Get the closest language:

The default detector supports the following languages: Arabic, English, French, German, Hebrew, Russian, Turkish

    detector := langdet.NewDefaultDetector()
	testString := "do not care about quantity"
	result := detector.GetClosestLanguage(testString)
	fmt.Println(result)

output:
    english

by setting the value langdet.MinimumConfidence (0-1), you can set the accepted confidence level. E.g. 0.7 --> if langdet is 70% or higher sure that the language matches, return it, else it returns 'undefined'

Get Language Probabilities

GetClosestLanguage will return the language that most probably matches. To get the result of all analyzed language, you can use GetLanguage, which will return you all analyzed languages and their percentage of matching the input snippet

testString := "ont permis d'identifier"
GetLanguages returns:
    french 86 %
    english 79 %
    german 71 %
    turkish 54 %
    hebrew 39 %
    arabic 8 %
    russian 5 %


Use default languages

In order to use default languages, the file default_languages.json must be placed in the same directory as the binary. Alternatively it can be anywhere on the filesystem and initialized by calling InitWithDefault with the filepath.

Analyze new language

For analysing a new language random Wikipedia articles in the target languages are ideal.

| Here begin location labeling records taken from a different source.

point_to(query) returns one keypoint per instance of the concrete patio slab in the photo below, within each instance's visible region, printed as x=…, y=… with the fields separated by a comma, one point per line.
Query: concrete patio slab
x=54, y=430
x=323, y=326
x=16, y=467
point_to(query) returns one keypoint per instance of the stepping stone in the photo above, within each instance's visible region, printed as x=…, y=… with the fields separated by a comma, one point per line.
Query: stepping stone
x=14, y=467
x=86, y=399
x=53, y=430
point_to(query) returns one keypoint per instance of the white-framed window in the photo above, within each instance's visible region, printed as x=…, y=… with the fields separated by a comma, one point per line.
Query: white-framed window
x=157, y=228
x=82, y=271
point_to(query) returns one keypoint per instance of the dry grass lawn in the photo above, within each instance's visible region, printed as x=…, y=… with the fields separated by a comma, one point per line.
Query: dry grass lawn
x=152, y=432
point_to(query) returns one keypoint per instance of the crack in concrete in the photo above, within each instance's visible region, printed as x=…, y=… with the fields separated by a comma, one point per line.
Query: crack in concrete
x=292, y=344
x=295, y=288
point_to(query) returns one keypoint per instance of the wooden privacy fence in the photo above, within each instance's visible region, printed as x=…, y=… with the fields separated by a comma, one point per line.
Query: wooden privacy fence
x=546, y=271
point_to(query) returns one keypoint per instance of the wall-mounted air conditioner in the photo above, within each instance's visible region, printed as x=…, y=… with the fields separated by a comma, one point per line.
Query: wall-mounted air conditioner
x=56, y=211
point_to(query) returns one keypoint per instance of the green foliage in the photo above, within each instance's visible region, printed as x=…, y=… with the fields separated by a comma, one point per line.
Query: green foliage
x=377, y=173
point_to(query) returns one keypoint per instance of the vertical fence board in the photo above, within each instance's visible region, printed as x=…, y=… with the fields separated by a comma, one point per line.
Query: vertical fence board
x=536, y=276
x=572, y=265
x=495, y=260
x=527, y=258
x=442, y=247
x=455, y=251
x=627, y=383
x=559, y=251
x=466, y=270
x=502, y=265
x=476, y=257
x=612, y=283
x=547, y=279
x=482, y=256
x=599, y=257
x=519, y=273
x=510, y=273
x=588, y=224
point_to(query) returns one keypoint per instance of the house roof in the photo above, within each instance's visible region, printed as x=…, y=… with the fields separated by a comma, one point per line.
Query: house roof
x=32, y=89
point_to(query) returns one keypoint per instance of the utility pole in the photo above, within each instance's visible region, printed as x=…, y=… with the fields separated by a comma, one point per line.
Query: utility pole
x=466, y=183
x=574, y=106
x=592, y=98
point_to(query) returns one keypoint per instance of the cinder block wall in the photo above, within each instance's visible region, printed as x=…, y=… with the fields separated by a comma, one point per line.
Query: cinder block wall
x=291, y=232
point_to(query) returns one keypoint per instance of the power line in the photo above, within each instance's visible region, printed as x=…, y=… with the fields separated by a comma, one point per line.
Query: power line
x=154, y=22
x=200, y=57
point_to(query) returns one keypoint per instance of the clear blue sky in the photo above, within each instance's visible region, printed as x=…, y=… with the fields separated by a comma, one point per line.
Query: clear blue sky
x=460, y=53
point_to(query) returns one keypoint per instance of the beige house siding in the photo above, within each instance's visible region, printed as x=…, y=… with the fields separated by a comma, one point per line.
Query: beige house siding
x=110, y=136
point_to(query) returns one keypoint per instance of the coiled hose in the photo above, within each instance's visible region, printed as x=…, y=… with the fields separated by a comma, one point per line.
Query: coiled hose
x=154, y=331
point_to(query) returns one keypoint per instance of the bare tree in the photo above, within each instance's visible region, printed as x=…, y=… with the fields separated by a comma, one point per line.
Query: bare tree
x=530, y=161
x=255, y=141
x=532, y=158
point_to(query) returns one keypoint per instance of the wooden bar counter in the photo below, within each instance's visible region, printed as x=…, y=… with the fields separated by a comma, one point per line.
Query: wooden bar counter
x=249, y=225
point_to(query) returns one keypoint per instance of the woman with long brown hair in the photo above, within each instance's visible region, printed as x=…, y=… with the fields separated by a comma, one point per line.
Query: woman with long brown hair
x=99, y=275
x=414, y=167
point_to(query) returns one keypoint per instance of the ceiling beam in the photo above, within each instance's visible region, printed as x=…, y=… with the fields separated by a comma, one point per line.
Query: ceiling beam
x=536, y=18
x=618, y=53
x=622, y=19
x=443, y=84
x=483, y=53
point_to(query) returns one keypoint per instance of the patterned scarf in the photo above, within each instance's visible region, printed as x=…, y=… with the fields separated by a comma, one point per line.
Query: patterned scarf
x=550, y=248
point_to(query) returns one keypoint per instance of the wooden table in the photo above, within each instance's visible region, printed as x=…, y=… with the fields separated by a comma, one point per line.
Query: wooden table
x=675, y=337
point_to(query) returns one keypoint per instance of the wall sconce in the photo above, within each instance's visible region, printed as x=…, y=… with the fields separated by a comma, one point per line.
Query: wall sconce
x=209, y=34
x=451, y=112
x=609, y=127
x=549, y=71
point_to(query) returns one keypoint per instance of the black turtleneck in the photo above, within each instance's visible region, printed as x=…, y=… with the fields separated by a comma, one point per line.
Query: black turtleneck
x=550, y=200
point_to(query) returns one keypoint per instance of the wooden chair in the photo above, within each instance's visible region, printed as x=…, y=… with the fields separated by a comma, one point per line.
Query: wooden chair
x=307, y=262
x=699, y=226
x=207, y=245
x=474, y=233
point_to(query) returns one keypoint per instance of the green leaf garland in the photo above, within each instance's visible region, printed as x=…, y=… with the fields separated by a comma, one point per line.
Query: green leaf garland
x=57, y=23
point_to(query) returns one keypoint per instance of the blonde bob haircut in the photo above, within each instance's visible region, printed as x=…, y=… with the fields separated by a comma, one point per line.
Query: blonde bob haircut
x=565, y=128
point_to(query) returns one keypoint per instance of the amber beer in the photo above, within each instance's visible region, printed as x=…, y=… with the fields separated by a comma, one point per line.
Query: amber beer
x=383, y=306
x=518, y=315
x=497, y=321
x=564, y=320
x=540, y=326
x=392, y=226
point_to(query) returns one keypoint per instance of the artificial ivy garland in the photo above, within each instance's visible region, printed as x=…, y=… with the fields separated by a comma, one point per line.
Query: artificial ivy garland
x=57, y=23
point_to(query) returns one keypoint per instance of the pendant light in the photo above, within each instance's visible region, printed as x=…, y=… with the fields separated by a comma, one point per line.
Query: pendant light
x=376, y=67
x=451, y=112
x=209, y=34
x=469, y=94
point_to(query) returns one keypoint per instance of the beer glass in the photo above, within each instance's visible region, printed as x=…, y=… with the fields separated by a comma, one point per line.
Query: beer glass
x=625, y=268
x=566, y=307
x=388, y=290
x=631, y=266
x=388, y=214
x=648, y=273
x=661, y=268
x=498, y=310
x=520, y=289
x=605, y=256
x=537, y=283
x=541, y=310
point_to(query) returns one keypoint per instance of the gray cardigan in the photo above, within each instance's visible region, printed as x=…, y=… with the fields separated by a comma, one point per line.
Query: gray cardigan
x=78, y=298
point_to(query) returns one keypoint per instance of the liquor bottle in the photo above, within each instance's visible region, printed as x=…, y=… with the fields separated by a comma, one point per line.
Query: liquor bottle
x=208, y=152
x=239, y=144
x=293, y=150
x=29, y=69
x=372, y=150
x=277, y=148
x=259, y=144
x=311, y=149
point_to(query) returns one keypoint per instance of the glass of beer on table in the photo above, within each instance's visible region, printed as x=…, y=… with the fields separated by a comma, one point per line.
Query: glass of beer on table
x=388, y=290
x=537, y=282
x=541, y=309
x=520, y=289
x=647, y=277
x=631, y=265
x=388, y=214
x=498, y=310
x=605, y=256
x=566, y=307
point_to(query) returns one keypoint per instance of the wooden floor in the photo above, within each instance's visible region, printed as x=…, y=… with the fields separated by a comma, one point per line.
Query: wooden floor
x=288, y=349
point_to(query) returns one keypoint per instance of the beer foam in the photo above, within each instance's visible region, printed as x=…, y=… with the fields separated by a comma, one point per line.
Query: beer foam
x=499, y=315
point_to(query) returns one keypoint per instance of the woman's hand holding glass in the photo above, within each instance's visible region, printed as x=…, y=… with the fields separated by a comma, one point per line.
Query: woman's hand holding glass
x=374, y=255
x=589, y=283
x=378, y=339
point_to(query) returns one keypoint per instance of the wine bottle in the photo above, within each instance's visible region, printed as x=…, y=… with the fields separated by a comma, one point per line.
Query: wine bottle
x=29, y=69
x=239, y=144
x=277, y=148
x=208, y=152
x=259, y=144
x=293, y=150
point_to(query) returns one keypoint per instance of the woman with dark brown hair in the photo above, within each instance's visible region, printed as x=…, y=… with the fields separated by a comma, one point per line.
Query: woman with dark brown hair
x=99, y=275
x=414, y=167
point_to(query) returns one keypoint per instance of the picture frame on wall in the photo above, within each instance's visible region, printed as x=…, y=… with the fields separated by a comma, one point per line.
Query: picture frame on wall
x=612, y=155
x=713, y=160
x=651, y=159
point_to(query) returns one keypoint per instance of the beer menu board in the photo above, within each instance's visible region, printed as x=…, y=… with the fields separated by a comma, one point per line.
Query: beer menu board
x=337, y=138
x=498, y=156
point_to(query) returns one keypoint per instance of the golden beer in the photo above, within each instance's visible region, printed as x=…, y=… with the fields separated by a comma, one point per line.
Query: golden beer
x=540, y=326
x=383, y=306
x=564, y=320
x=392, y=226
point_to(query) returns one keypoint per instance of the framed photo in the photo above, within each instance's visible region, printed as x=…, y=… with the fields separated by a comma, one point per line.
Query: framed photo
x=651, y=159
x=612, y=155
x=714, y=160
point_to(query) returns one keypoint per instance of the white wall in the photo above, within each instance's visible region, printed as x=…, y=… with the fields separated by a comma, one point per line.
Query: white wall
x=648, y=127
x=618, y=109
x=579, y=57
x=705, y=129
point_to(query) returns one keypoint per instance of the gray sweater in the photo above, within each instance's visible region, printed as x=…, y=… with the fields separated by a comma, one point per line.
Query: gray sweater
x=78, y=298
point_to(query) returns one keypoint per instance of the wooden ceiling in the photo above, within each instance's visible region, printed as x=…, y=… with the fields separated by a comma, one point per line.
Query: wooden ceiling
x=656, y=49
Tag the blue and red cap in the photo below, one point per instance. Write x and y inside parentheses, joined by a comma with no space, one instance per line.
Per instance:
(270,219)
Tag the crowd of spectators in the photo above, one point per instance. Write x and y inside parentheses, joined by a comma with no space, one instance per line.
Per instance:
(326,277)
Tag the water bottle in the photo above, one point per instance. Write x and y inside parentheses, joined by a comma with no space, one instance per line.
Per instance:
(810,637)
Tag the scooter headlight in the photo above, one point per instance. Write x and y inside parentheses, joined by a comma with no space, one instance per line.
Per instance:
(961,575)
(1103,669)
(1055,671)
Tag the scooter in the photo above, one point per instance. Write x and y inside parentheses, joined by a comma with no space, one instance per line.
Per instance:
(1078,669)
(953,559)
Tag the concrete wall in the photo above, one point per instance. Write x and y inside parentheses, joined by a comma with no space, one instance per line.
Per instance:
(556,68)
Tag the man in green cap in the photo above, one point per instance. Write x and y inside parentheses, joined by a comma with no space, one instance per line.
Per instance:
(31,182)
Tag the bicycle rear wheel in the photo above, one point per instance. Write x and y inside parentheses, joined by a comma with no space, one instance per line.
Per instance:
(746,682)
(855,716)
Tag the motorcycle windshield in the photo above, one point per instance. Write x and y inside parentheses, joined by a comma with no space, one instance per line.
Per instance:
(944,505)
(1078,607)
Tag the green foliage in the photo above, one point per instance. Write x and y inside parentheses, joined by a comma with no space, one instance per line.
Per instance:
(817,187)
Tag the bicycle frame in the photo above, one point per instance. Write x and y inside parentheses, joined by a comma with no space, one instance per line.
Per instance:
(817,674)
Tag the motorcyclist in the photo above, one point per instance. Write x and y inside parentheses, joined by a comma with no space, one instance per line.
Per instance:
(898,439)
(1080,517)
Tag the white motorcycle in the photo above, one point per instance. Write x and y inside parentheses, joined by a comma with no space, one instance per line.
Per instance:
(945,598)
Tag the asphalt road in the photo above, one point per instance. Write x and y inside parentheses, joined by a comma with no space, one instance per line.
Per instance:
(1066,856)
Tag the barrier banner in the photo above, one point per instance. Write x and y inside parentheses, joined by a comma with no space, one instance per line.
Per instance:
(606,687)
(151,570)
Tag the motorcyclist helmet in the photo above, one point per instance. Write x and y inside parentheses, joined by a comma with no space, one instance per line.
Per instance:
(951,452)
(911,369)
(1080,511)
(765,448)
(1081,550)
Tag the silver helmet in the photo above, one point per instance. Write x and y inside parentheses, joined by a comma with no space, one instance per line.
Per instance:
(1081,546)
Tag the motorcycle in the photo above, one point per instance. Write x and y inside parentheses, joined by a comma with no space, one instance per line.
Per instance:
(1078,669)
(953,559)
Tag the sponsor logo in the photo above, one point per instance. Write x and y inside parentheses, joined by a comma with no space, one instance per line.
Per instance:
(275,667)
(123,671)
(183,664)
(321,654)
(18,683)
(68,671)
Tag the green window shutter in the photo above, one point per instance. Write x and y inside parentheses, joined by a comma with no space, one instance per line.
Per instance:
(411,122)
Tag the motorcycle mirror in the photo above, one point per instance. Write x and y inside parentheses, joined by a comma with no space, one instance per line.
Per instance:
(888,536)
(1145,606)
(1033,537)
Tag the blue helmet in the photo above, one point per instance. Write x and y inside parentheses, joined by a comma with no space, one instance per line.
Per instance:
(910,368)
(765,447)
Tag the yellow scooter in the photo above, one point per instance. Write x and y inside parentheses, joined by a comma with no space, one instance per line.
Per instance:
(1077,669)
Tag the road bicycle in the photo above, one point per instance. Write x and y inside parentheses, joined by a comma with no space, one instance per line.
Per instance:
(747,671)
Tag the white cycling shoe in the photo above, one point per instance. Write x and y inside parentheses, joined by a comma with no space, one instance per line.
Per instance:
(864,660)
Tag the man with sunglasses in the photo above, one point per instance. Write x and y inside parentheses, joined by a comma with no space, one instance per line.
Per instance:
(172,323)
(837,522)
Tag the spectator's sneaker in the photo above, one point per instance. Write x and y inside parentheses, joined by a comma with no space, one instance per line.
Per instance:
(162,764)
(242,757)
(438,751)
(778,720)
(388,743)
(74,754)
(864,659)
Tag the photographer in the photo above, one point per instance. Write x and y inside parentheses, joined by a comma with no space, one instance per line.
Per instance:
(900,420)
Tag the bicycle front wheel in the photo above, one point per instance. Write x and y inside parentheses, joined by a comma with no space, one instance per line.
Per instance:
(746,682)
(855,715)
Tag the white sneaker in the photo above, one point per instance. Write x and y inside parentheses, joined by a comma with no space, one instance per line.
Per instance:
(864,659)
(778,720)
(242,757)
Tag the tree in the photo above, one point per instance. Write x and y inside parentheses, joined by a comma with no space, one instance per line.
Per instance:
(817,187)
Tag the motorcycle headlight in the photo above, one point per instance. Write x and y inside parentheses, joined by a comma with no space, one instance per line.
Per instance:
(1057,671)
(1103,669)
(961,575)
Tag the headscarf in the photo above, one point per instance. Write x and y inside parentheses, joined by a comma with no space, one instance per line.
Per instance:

The result will be a Language object, containing the specified name and the profile example:

    language := langdet.Analyze(text_sample, "french")
    language.Profile // language profile in form of map[string]int as defined above
    language.Name // the name that was given as parameter

Add more languages

New languages can directly be analyzed and added to a detector by providing a text sample:

    text_sample := GetTextFromFile("samples/polish.txt")
    detector.AddLanguageFrom(text_sample, "polish")

The text sample should be bigger then 200kb and can be "dirty" (special chars, lists, etc.), but the language should not change for long parts.

Alternatively Analyze can be used and the resulting language can added using AddLanguage method:

    text_sample := GetTextFromFile("samples/polish.txt")
    french := langdet.Analyze(text_sample, "french")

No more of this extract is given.